More user fees paid to the FDA by the drug industry and the push for less rigorous scientific proof in clinical trials may lead to faster drug approvals, but also more deaths due to side effects. Where’s the balance between speed and safety?

For the last few years I have been tracking data from the FDA regarding how much money it collects from the drug industry in prescription drug user fees to see those payments influence more than just how quickly the FDA is able to approve new drugs for marketing.

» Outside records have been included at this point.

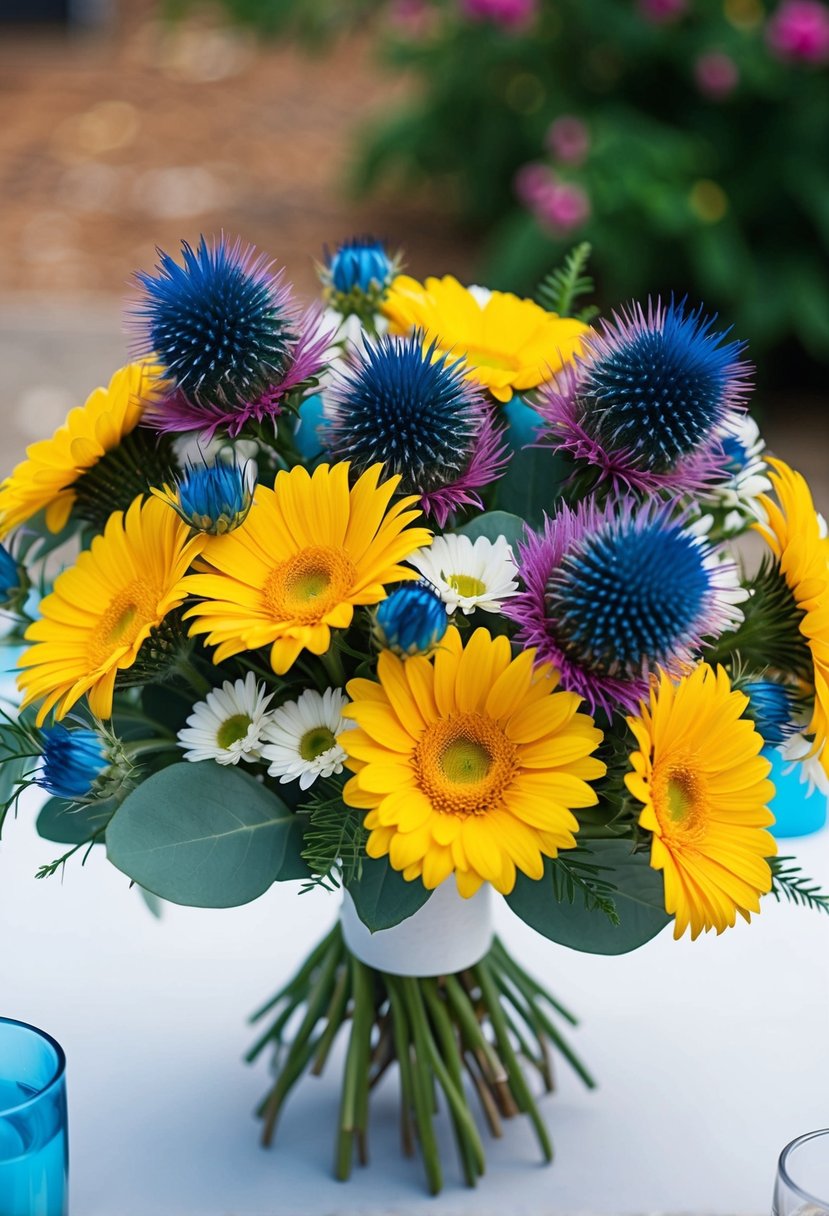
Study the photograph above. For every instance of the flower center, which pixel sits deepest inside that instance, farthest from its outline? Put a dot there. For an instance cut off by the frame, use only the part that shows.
(680, 800)
(464, 764)
(309, 585)
(316, 742)
(232, 730)
(130, 611)
(466, 585)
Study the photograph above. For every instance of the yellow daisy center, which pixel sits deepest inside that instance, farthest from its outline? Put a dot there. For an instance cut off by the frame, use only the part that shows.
(466, 585)
(309, 585)
(128, 613)
(463, 764)
(680, 799)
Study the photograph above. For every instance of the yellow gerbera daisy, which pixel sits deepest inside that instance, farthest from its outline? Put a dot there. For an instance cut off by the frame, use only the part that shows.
(308, 552)
(51, 467)
(509, 344)
(703, 783)
(471, 763)
(794, 535)
(103, 607)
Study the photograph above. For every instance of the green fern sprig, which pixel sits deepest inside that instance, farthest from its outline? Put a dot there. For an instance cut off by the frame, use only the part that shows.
(790, 883)
(571, 877)
(562, 288)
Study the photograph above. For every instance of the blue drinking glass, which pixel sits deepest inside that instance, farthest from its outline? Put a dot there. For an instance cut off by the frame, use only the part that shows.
(33, 1127)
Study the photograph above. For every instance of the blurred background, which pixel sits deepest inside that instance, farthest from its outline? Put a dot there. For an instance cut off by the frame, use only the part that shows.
(687, 140)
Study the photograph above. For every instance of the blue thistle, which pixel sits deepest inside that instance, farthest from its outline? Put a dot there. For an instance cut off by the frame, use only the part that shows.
(213, 497)
(660, 384)
(220, 324)
(10, 575)
(410, 410)
(412, 620)
(771, 707)
(360, 264)
(72, 763)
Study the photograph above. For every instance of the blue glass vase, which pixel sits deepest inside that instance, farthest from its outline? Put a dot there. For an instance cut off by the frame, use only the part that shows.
(33, 1125)
(796, 812)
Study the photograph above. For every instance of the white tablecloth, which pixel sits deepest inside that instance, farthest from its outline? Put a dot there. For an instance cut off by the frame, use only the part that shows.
(710, 1056)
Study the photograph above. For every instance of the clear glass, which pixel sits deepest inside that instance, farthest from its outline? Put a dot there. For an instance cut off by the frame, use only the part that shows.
(33, 1127)
(802, 1177)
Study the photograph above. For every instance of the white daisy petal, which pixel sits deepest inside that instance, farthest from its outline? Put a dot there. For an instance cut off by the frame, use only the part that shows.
(300, 737)
(227, 725)
(469, 574)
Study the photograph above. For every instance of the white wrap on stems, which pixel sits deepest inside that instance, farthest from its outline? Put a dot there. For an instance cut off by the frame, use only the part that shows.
(446, 935)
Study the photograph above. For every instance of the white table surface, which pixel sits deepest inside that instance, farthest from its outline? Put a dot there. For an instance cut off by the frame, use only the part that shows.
(710, 1056)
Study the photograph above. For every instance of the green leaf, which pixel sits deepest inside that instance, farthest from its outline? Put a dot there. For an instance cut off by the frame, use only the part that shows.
(530, 487)
(69, 823)
(494, 524)
(206, 836)
(382, 895)
(638, 896)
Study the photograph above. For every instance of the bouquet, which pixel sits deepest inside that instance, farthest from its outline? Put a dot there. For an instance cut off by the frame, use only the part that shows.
(426, 592)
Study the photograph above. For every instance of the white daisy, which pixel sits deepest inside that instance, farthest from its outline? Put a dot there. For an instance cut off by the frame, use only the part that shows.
(227, 725)
(745, 477)
(468, 574)
(810, 770)
(300, 737)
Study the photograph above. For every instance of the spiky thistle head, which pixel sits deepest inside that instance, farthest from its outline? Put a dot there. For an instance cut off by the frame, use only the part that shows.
(614, 594)
(411, 409)
(220, 324)
(647, 400)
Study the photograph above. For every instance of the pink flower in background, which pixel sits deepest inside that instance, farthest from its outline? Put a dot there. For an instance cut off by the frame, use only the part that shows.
(531, 181)
(799, 29)
(509, 13)
(568, 139)
(563, 207)
(661, 11)
(716, 74)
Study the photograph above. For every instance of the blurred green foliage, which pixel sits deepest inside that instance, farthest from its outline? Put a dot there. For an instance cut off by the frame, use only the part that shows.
(705, 168)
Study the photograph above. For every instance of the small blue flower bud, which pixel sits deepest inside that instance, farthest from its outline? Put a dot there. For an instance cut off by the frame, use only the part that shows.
(72, 763)
(10, 575)
(213, 499)
(412, 620)
(770, 708)
(360, 264)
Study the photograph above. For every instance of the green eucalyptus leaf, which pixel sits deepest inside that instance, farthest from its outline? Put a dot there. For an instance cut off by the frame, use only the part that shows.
(382, 895)
(69, 823)
(206, 836)
(494, 524)
(639, 901)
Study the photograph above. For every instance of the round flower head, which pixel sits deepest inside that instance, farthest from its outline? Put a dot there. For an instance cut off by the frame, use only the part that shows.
(412, 620)
(469, 574)
(507, 344)
(227, 726)
(72, 763)
(227, 336)
(105, 607)
(309, 552)
(771, 708)
(360, 265)
(644, 404)
(410, 409)
(701, 781)
(468, 764)
(300, 737)
(612, 597)
(213, 497)
(58, 474)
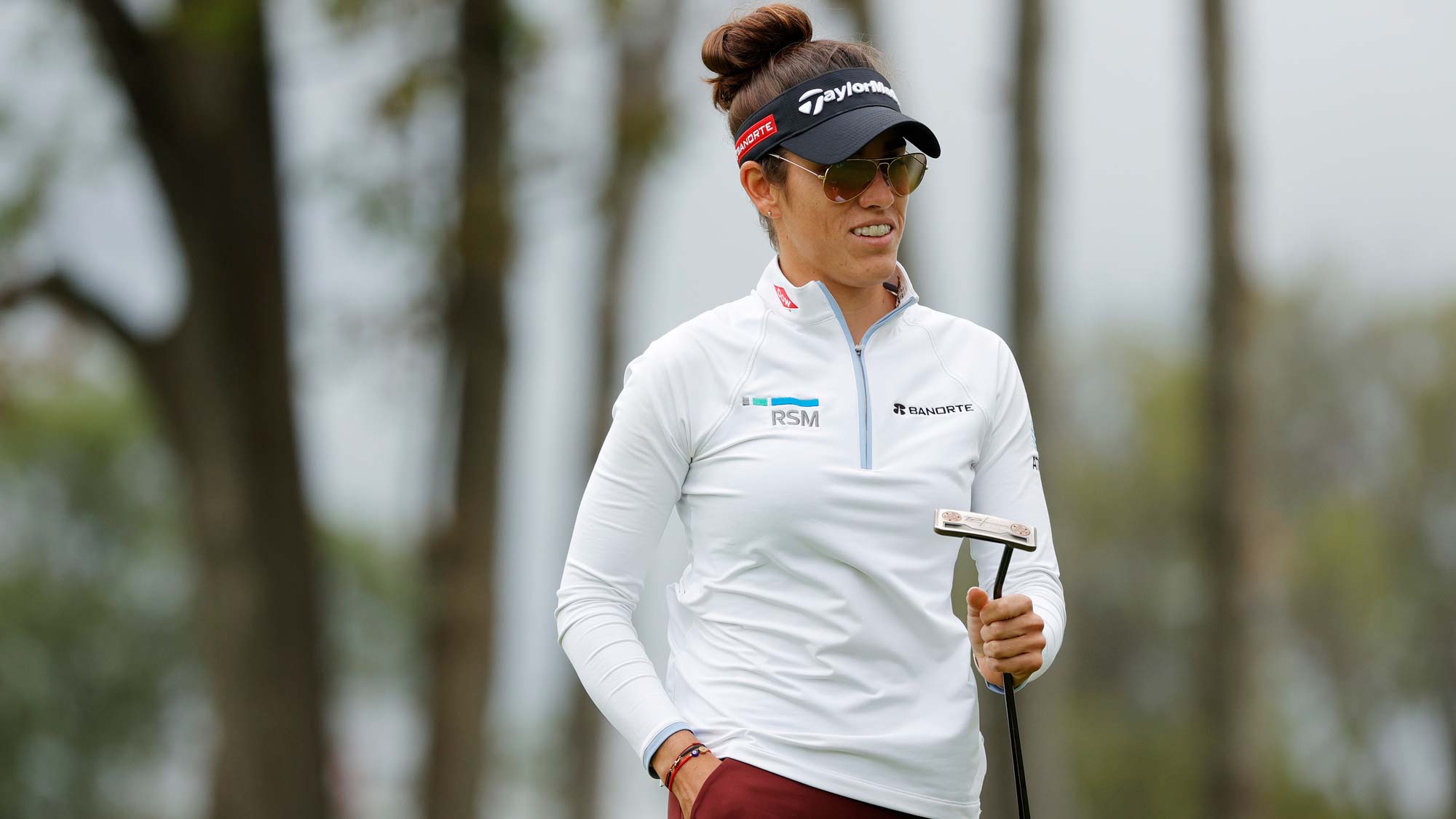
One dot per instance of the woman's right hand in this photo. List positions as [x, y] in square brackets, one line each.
[689, 780]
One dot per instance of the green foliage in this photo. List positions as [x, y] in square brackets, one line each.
[1358, 475]
[92, 598]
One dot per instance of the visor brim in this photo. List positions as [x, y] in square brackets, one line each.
[842, 136]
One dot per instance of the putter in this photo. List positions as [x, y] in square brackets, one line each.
[960, 523]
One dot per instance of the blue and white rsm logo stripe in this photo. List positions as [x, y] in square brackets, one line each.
[786, 410]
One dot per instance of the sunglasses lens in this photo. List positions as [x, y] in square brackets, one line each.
[847, 180]
[906, 173]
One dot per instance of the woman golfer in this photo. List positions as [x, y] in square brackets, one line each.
[807, 432]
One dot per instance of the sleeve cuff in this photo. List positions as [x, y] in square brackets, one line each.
[657, 742]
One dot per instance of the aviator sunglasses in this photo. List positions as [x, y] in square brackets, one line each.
[847, 180]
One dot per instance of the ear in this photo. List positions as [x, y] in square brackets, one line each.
[767, 199]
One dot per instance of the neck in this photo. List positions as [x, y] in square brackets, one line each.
[863, 305]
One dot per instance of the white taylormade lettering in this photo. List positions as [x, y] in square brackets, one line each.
[842, 92]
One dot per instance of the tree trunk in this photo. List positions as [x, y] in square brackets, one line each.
[202, 103]
[643, 34]
[1227, 695]
[461, 560]
[1049, 771]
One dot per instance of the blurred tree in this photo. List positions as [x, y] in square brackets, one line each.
[462, 554]
[641, 36]
[1227, 668]
[199, 88]
[1356, 448]
[94, 592]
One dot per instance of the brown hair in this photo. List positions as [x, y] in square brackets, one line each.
[762, 55]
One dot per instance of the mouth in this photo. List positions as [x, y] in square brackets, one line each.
[876, 241]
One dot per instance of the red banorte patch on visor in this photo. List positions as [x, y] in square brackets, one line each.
[759, 130]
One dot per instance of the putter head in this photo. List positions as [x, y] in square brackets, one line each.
[960, 523]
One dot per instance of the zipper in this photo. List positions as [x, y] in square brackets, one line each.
[861, 375]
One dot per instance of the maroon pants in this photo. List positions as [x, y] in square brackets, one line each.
[739, 790]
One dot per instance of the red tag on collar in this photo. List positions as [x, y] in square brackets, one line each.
[786, 299]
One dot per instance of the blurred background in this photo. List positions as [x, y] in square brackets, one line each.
[312, 314]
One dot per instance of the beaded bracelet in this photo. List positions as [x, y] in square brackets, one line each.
[687, 753]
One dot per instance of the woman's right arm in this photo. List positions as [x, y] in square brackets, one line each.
[630, 496]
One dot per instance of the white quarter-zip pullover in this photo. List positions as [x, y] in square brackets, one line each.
[812, 633]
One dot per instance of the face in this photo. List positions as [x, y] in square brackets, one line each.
[816, 234]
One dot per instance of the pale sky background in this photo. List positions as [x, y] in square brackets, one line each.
[1345, 123]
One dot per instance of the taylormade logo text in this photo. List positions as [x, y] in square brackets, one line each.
[841, 94]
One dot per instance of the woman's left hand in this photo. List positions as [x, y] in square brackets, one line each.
[1005, 636]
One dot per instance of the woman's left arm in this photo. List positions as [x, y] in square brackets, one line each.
[1008, 484]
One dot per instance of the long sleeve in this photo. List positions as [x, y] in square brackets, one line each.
[633, 488]
[1008, 484]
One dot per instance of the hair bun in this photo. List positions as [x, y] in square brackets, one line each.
[739, 49]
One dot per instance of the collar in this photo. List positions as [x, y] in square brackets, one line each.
[813, 302]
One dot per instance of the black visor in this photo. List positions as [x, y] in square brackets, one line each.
[829, 119]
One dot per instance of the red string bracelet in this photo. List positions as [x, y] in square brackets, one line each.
[688, 753]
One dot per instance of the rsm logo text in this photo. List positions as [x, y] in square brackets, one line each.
[794, 417]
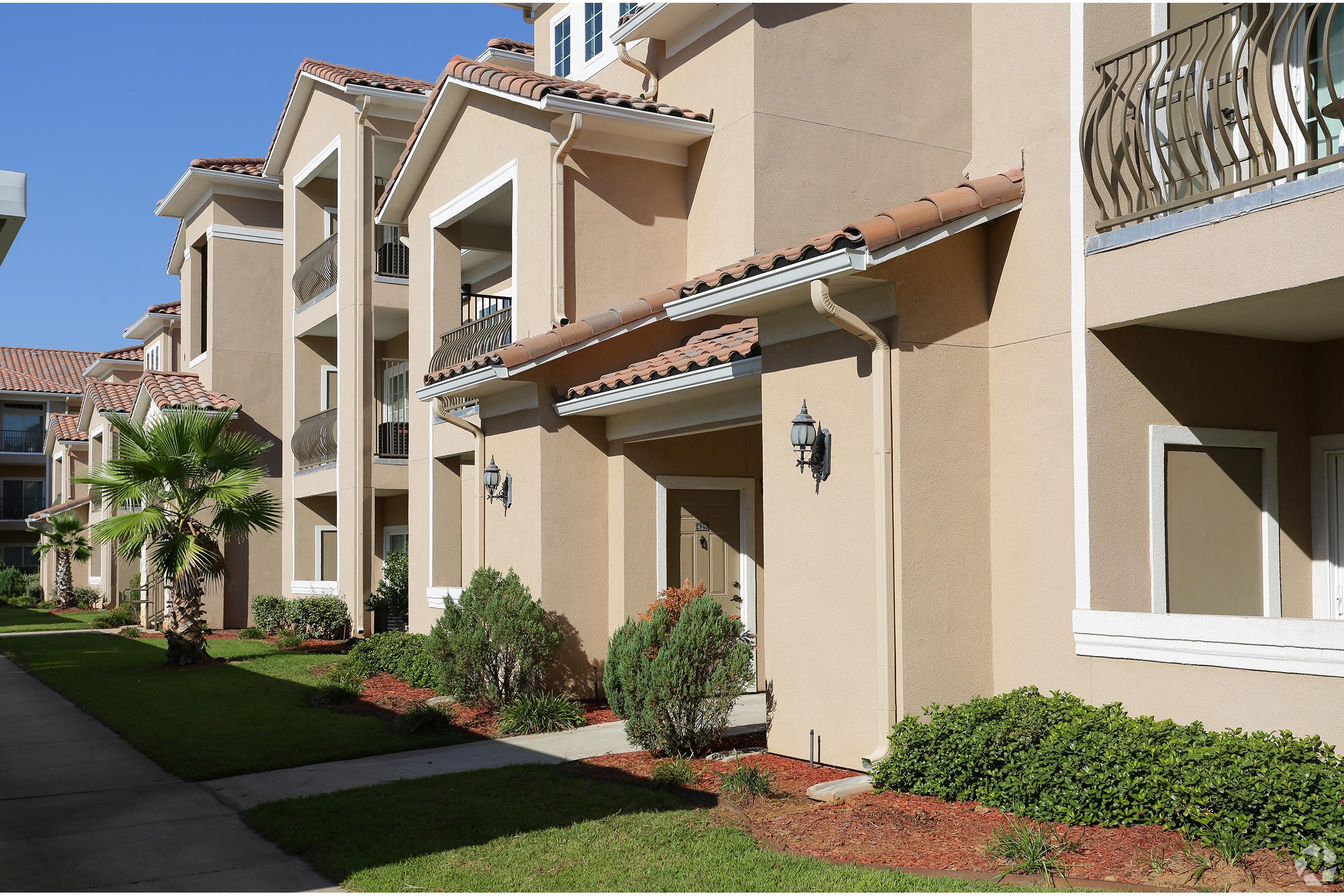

One stark correlation I noted with the rise in user fees was the sharp drop in the number of warning letters the FDA sends out. I guess this is actually a negative correlation. Interesting…

But the fees seem to be working. In 1992 it took the FDA 19 months on average to approve new drug applications. Today, when user fees account for about 70% of FDA’s budget for the review of new drug applications, it takes the FDA only 10 months to approve a drug for marketing (see here).

But what about drug safety, which is the other responsibility of the FDA?

The rise in drug user fees is paralleled by a dramatic rise in adverse event reports received by the FDA.

The latest data regarding the number of Adverse Event Reports received by FDA is from the first quarter of 2015 (see here). During that quarter, FDA received almost 45,000 adverse event reports involving deaths. It could be, therefore, that there were nearly 180,000 deaths due to drug adverse events in 2015. Who knows how many people died in 2016!

I know there may be 40-50,000 of drug overdose events per year, including illegal drug overdoses. Even if these were reported to the FDA in adverse event reports, it is still only a fraction of the number of deaths NOT related to overdose caused by legally prescribed drugs.

As reported in STATnews (here), “there’s enormous pressure on the FDA — from pharma companies and Congress, for starters — to accept other kinds of evidence, perhaps even patient anecdotes, to determine whether experimental drugs work.”

Many experts believe that faster drug approvals based on less rigorous scientific proof will result in more dangerous drugs reaching the market, which will mean more deaths from adverse events.